20. A threaded insert for insertion in a hole in a workpiece, the workpiece having a first side and a second side, the hole having a hexagonal cross-section, said threaded insert comprising:

a first flange for being retained on the first side of the workpiece;

a hollow body, comprising a first section and an axially adjacent round second section, the first section having a proximal end attached to the first flange and a distal end wherein the first section integrally transitions into the second section, said first section having six sides, the sides extending axially from the proximal end to the distal end, the sides, in cross-section, defining a hexagon, said first section adapted to be inserted through and restrained from rotation by said hole, a split extending axially along each of three vertices of the hexagon, wherein the splits are 120 degrees apart, said first section plastically deformable to form an enlarged portion on the second side; and

the second section having internal threads adapted to receive a threaded fastener.

21. The insert of claim 20 wherein the second side is blind.

22. The insert of claim 20 wherein the second section has a closed end.

23. The insert of claim 20 wherein a sealing material is affixed to the underside of the first flange adjacent to the first side of the workpiece.

24. The insert of claim 23 wherein the sealing material comprises polyvinyl chloride foam.

25. A method of attaching fasteners to a workpiece, the workpiece having a first side and a second side, the method comprising the steps of:

punching a hole through the workpiece, the hole having a polygonal cross-section;

attaching a threaded insert to an installation tool, the threaded insert comprising: (a) a first flange for being retained on the first side of the workpiece; (b) a hollow body, comprising a first section and an axially adjacent second section, the first section comprising a proximal end attached to the first flange and a distal end wherein the first section integrally transitions into the second section, said first section comprising a plurality of sides, the sides extending axially from the proximal end to the distal end, the sides, in cross-section, defining a polygon having the same cross-sectional shape as the hole, said first section adapted to be inserted through and restrained from rotation by said hole, at least one of the sides having a split extending axially along the side, said first section plastically deformable to form an enlarged portion on the second side; and (c) the second section having internal threads adapted to receive a threaded fastener;

inserting the hollow body of the threaded insert into the hole;

activating the installation tool to create an enlarged portion of the first section of the threaded insert on the second side;

removing the installation tool; and

inserting a threaded fastener into the threads of the threaded insert.

26. The method of claim 25 wherein the second side is blind.

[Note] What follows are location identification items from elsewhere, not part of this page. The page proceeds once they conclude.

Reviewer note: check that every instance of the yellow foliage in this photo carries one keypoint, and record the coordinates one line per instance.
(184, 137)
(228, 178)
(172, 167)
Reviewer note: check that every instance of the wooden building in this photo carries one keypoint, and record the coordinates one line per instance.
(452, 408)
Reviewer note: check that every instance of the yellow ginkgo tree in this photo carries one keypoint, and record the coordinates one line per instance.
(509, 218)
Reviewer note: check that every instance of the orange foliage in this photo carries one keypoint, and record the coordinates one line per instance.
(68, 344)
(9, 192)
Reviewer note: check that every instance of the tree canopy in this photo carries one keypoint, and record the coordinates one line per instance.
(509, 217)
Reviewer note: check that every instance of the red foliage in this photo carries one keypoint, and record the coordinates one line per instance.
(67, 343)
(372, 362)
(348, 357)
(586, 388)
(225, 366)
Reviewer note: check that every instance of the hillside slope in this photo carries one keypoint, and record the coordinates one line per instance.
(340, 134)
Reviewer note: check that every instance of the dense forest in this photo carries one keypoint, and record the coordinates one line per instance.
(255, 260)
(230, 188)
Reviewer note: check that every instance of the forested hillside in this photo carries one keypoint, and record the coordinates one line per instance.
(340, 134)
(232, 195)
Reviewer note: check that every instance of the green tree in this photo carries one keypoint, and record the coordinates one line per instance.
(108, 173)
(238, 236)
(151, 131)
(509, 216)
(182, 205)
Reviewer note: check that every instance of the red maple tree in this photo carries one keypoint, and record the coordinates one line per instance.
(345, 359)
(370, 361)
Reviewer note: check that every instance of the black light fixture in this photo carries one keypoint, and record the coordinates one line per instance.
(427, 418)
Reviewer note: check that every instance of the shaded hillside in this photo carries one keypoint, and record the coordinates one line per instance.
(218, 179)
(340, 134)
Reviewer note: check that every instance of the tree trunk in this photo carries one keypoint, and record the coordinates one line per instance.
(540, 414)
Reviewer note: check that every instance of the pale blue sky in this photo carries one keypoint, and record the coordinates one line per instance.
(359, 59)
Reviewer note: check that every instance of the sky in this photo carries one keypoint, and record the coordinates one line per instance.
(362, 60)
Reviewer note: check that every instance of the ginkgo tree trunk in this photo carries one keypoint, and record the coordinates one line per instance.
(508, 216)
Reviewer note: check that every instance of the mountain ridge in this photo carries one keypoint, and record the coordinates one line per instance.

27. A method of attaching fasteners to a workpiece, the workpiece having a first side and a second side, the method comprising the steps of:

punching a hole through the workpiece, the hole having a polygonal cross-section;

attaching a threaded insert to an installation tool, the threaded insert comprising: (a) a first flange for being retained on the first side of the workpiece; (b) a hollow body, comprising a first section and an axially adjacent second section, the first section having a proximal end attached to the first flange and a distal end wherein the first section integrally transitions into the second section, said first section having six sides, the sides extending axially from the proximal end to the distal end, the sides, in cross-section, defining a hexagon, said first section adapted to be inserted through and restrained from rotation by said hole, at least one of the sides having a split extending axially along the side, said first section plastically deformable to form an enlarged portion on the second side; and (c) the second section having internal threads adapted to receive a threaded fastener;

inserting the hollow body of the threaded insert into the hole;

activating the installation tool to create an enlarged portion of the first section of the threaded insert on the second side;

removing the installation tool; and

inserting a threaded fastener into the threads of the threaded insert.

28. The method of claim 27 wherein the second side is blind.